Do you remember when we made most of our transactions with cash, making them, for the most part, untraceable?
No one would know if you purchased three gallons of milk or a bottle of champagne. There were no Radio Frequency Identity Tags attached to anything, and public records - if they existed at all - were on paper and had to be manually searched.
This made the process of inference (determining classified information from a large number of unclassified records) quite difficult and very time consuming.
Most corporate communications were carried out via postal mail or in face-to-face meetings, and confidential documents were held in locked filing cabinets.
Technology has changed everything.
Data mining makes the process of inference cheap and easy. Websites and software can be designed to collect and use your data without your knowledge.
Email can be intercepted and read by various sorts of people, ranging from hackers to those with an interest in corporate activities.
Viruses, worms, Trojan horses and spyware export confidential data on a regular basis. A quick search for '[Company Name] Confidential' in any search engines will reveal just how many companies have forsaken the filing cabinet for the (not so secure) file system.
The fact is, once it's out there, your information can be sold to the highest bidder. And all too often you even help, by providing the information.
You may want to have control over disclosure of information about yourself and your transactions, but you aren't taking practical (and in many cases, free) steps to protect that privacy.
Let's take website privacy policies. They disclose what might be done with information you provide - name, address, e-mail address, browser/system information, buying habits.
Most organisations have privacy policies, but few people have read their own let alone those of all websites they visit.
Many of the same people say they also do not always read the licensing agreements of software before installing it - the agreements that let people know if the software may export any information to third parties.
It gets worse: an alarming number of people do not always encrypt sensitive emails before sending them.

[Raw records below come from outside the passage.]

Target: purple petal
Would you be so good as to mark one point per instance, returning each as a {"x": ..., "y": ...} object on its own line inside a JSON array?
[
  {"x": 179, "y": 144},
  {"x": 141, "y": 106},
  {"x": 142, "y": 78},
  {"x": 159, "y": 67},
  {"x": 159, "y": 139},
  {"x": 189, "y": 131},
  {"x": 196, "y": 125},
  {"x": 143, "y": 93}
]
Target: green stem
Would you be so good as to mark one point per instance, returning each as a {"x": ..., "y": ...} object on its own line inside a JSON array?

We're not talking about just love poems or secret family recipes here; we're talking about sensitive corporate communications and various forms of proprietary information.
This all points to one fundamental question: why do we not do the things we know we are supposed to do?
Maybe we don't believe that what we do - or do not do - can make that much difference. Maybe we think no harm will be done if we click on that email just to see if it might really show us how to gain/lose weight, or read about someone's secrets.
Maybe we think that because we're using antivirus software and keeping our systems patched and up to date, that unusual website can't do any real harm.
Maybe we're only doing what we're told when we send that confidential data out in clear text, to meet a deadline or please the boss.
People tend to do what they think they are supposed to do. So perhaps despite the fact we all claim privacy is important, we don't really believe it.
If we do believe it, maybe its time to re-examine the culture of security and the practices we promote, for example, within our own organisations.
After all, it is not just important for security professionals to be aware of privacy issues and act sensibly, but all IT users in organisations.